Essentials of Prompt Engineering Flashcards
Elements of a prompt
1) Instructions: what you want the LLM to do
2) Context: The external information to guide the model
2) Input data: The input you want a response for
4) Output indicator - Output type
Negative prompting
Guiding a model towards a output by including what you don’t want in the output
Temperature
Measure between 0 and 1. Controls the randomness or creativity of output. Higher temperature means model is more diverse and unpredictable.
Top P
Scale from 0 to 1. setting that controls the diversity of the text by limiting the number of words that the model can choose from. With a top P of .25 the model will only consider words that make up the top 25% of the total probability distribution of the model
Top K
Top k limits the number of words to the top k most probable words, regardless of their percent probabilities. For instance, if top k is set to 50, the model will only consider the 50 most likely words for the next word in the sequence
Length
The length inference parameter category refers to the settings that control the maximum length of the generated output and specify the stop sequences that signal the end of the generation process
Maximum length
The maximum length setting determines the maximum number of tokens that the model can generate during the inference process
Stop sequences
Stop sequences are special tokens or sequences of tokens that signal the model to stop generating further output
zero-shot prompting
Zero-shot prompting is a technique where a user presents a task to a generative model without providing any examples or explicit training for that specific task
Few-shot prompt
Providing a language model sample inputs and their corresponding desired output
Chain of thought prompting
Chain-of-thought (CoT) prompting is a technique that divides intricate reasoning tasks into smaller, intermediary steps.
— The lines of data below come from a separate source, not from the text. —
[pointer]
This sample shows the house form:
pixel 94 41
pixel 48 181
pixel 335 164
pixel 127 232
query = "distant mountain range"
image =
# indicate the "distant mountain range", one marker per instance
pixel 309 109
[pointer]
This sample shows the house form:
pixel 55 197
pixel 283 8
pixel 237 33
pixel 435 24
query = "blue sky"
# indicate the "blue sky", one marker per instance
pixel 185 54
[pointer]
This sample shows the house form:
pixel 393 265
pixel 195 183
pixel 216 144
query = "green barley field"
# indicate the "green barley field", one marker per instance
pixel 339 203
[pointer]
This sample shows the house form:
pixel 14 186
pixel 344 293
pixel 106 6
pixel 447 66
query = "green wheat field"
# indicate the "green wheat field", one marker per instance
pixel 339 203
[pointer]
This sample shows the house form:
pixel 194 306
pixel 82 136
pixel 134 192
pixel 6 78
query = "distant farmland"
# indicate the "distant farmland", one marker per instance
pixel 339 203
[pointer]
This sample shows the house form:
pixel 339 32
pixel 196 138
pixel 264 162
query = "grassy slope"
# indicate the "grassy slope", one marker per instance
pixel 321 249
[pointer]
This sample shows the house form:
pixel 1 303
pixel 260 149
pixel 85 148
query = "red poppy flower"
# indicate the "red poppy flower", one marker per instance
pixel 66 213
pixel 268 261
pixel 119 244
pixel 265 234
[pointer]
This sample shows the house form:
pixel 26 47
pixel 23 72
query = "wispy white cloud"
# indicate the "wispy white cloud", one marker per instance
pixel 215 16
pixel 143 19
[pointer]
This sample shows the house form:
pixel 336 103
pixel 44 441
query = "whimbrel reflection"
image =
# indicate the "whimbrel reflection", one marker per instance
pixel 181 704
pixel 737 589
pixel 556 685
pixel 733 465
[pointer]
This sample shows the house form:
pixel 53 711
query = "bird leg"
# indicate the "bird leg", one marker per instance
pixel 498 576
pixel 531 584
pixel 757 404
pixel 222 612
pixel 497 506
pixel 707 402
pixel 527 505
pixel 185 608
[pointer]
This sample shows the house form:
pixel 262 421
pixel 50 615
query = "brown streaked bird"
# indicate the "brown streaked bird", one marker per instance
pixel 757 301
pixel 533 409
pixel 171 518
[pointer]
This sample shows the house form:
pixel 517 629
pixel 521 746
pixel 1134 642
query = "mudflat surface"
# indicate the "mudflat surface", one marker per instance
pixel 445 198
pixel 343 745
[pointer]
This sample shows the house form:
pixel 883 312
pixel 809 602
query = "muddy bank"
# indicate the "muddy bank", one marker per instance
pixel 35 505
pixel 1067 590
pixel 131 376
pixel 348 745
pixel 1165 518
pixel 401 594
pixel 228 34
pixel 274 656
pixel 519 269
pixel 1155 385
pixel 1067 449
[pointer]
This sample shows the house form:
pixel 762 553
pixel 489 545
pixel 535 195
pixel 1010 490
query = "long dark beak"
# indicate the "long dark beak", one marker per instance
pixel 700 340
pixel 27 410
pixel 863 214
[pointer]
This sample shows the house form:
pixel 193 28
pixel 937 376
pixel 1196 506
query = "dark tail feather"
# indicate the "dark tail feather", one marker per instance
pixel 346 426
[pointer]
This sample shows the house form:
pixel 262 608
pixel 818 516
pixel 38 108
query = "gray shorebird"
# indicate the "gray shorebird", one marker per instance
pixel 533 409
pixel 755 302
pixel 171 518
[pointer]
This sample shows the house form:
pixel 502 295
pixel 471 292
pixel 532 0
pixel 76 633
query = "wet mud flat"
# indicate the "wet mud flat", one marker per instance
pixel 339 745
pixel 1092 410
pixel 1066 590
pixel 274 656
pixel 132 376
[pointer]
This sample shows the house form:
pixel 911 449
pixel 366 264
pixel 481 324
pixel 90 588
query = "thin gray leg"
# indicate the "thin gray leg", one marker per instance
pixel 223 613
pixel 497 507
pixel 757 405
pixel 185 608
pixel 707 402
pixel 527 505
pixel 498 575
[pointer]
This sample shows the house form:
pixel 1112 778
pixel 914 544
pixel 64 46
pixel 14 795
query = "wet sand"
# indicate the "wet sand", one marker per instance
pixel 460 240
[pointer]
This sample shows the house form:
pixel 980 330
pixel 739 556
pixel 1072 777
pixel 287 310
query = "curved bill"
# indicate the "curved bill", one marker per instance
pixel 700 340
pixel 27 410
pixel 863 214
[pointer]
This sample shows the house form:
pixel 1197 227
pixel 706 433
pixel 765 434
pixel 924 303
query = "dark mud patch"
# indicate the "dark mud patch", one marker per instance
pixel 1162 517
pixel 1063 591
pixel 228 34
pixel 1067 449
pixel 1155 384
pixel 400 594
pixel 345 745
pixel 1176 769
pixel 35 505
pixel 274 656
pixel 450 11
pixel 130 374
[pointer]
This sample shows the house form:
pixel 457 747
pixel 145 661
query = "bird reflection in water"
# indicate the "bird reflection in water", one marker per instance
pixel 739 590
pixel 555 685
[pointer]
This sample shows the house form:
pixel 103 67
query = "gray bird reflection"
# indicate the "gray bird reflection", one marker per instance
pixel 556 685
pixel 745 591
You can use the phrase “think step by step.” It is recommended to use COT when tasks have multiple steps or require a logic series
3 of the most common types of prompt misuses and risks
1) Poisonings, hijacking and prompt injection
2) Exposure and prompt leaking
3) Jailbreaking
Poisoning
The intentional introduction of malicious or bias data into the training dataset of a model
Hijacking and prompt injection
the technique of influencing the outputs of generative models by embedding specific instructions within the prompts themselves.
Jailbreaking
the practice of modifying or circumventing the constraints and safety measures implemented in a generative model or AI assistant to gain unauthorized access or functionality.